Los apellidos que más abundan en español son los terminados en ez, que significa 'hijo de'. Así, Alfonso Rodríguez era «Alfonso, hijo de Rodrigo». Aunque también el nombre del padre se llegaba a transformar en apellido. Por ejemplo, José el hijo de Marco derivaba en José Marco, o Miguel el hijo de Martín resultaba Miguel Martín. Ambas fórmulas componen los apellidos patronímicos, los más habituales en nuestro país.

También hay que destacar los toponímicos, basados en nombres de lugares: países, regiones, ciudades, pueblos, construcciones (Torre, Castillo, Iglesia, Puente), ríos, entornos (Sierra, Montes, Valle, Calleja, Barranco, Peña..) o vegetación (Prado, Pino, Manzano…). Igualmente frecuentes son los procedentes de oficios (Zapatero, Herrero, Sastre, Pastor..), títulos (Conde, Marqués, Duque, Hidalgo…), cargos eclesiásticos (Monje, Sacristán, Abad…), o relacionados con el ejército (Guerra, Capitán..).
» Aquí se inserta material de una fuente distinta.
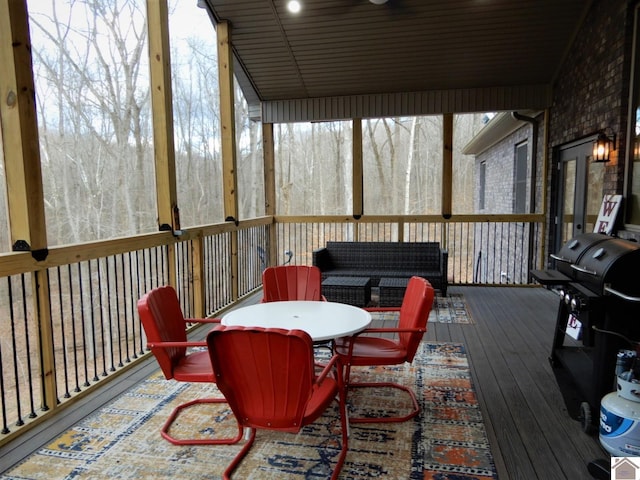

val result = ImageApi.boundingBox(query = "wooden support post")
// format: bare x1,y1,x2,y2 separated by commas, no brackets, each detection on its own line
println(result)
0,0,57,410
147,0,180,287
216,22,239,300
442,113,453,219
352,118,364,219
262,123,278,266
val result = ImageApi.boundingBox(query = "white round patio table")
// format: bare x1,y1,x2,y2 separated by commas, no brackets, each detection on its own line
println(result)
221,300,371,342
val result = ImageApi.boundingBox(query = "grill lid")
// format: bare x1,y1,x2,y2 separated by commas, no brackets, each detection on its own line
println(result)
571,237,640,296
550,233,612,278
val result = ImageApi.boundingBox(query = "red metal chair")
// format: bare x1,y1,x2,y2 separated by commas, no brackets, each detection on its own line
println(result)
262,265,327,302
334,277,434,423
207,325,348,480
138,286,242,445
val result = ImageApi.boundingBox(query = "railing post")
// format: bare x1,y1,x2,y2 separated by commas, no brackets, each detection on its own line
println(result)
31,270,58,411
191,235,206,318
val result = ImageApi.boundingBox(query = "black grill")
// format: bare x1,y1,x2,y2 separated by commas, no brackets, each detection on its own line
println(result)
532,233,640,430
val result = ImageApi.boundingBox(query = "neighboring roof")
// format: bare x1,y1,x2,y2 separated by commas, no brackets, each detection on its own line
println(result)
199,0,592,120
462,111,540,155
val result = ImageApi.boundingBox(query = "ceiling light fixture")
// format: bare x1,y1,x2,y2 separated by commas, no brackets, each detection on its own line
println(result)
287,0,302,13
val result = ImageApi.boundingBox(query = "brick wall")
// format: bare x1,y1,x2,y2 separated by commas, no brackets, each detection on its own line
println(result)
549,0,635,197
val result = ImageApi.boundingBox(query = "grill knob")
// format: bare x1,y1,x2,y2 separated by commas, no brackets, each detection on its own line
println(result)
571,297,584,312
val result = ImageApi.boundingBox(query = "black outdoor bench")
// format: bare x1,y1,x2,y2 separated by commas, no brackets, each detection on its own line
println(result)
312,241,448,296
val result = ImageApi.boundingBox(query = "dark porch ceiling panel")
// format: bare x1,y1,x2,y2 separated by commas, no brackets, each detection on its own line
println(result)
200,0,591,120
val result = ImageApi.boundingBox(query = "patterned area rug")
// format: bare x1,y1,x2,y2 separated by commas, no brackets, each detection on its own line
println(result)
373,293,475,325
429,293,474,324
0,343,497,480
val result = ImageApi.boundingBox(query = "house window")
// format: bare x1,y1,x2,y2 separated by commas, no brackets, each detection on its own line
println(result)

Por último, existen apellidos que en su día eran apodos. En este apartado, el listado es amplísimo, ya que pueden estar relacionados con aspectos físicos (Rubio, Calvo, Delgado…), el carácter de las personas (Bueno, Cortés, Franco..) referentes familiares (Sobrino, Nieto), animales (Conejo) o anécdotas o situaciones vividas por el individuo.

Los apellidos no han sido ajenos a los avatares del tiempo y muchos han sido modificados, sobre todo como consecuencia de la emigración. Con la diferencia de idioma, la carencia de un traductor y la falta de documentos escritos, los escribanos registraban el apellido tal y como lo entendían. Pero otros se han transformado a propio intento, sobre todo si se trataba de apellidos malsonantes. Manuel Rodríguez de Maribona y Dávila, buceando en los registros parroquiales y municipales de distintos concejos asturianos, ha encontrado algunos cuando menos curiosos. Son los siguientes: Gay, Cazo, Fondón, Pardillo, Sobaco, Pis, Mariquetas, Queso, De la Boda, Vinagre, Marrón, Perdones, Cutre, Cortina, Placeres y Cacos.